Hello, i am try to profile some NLP model on GPU, RTX3090.
Through profiling, the CPU-GPU stream was identified and the kernel operation of the GPU was also confirmed.
I set the sampling period to 10kHz and profiled the metric of RTX 3090. But there are too many metrics. Among them, the curious metric is as follows.
l- L1 LSU Data-Stage Throughput
l- L1 LSU Writeback-Stage Throughput’
L1 LSU Throughputs
l- L1 Local-Global Data-Stage Throughput
l- L1 Shared-Attribute Data-Stage Throughput
I think these metrics are related to L1 cache’s data transfer, but I don’t know exactly what it means.
In the case of Nsight compound, the description of the metric is well written in the document, but in the case of nsight system metric, it was not found.
I’ll attach a picture
@Andrey_Trachenko are these counters available in Nsys or only in Ncu?
I know, these metric are used in Nsight Graphics. So, i tried to find Nsight graphics document about these metric. But, i couldn’t find that.
ga10x-gfxt is the shorthand name for “Graphics Throughput Metrics for NVIDIA GA10x (frequency >= 10kHz)”

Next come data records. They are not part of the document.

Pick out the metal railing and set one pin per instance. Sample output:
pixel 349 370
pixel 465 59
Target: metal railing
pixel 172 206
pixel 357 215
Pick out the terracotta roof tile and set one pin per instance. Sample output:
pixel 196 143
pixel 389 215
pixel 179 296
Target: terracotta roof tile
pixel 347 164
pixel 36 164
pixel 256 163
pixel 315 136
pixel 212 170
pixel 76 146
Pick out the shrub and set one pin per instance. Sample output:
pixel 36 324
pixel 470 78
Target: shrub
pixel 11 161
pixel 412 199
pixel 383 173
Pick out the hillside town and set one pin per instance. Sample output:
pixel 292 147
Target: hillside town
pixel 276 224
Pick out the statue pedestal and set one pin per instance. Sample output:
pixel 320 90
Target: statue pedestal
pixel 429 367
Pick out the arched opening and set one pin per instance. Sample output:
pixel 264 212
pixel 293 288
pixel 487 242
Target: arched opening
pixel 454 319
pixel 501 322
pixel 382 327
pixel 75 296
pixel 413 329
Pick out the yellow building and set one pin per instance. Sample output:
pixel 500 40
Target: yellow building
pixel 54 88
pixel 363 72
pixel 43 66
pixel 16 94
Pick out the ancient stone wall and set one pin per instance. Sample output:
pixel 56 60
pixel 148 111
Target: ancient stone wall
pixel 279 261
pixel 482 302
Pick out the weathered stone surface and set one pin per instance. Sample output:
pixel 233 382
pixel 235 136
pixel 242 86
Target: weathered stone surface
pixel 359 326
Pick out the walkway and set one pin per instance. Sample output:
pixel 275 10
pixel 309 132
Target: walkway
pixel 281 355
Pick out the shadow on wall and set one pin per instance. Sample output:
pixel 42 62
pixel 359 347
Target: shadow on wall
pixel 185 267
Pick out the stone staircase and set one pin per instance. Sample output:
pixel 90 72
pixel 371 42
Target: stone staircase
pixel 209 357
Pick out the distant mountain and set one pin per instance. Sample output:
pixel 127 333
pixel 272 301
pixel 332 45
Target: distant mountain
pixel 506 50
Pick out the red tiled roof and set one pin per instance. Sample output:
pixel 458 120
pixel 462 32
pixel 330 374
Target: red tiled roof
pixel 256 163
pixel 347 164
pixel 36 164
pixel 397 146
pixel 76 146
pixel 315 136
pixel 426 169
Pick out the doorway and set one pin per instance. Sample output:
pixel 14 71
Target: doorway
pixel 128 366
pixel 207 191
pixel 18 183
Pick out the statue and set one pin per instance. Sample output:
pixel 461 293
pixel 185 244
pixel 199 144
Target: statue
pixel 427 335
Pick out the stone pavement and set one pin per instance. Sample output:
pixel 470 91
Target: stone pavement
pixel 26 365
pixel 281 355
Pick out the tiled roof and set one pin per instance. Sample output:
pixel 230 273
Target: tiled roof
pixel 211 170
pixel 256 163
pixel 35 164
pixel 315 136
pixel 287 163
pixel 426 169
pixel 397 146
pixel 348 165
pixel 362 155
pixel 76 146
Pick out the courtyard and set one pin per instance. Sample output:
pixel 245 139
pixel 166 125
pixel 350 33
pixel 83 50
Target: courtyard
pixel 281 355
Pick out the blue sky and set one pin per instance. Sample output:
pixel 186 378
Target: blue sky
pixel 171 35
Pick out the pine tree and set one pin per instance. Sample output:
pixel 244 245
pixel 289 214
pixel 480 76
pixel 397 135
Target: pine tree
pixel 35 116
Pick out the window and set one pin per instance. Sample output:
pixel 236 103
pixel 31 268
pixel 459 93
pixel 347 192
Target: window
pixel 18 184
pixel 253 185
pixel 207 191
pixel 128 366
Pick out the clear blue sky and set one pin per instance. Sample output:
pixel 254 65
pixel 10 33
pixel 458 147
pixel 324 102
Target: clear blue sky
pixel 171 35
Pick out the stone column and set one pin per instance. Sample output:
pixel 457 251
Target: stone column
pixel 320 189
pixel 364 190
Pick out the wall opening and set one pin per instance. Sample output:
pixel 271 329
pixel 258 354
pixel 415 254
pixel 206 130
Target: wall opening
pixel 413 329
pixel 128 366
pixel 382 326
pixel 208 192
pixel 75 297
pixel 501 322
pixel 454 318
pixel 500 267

Indeed, we don’t have public documentation for some of the metrics that are included. Similar metrics should also be available in Nsight Graphics (GPU Trace). Since these are graphics-related metrics, I don’t think they are available in Nsight Compute.
Meanwhile, please see if the GPU Trace documentation would help you understand the metrics better: Advanced Learning :: Nsight Graphics Documentation
Thanks you for taking care of it.
I did profiled Pytorch model on NCU tool by using system trace with Graphics Throughput Metrics for NVDIA GA10x.
I know I can check the cache hit, miss of each kernel in NCU tool, but I wanted to check what the metric looks like overall.
Let’s look at the document and organize the metric.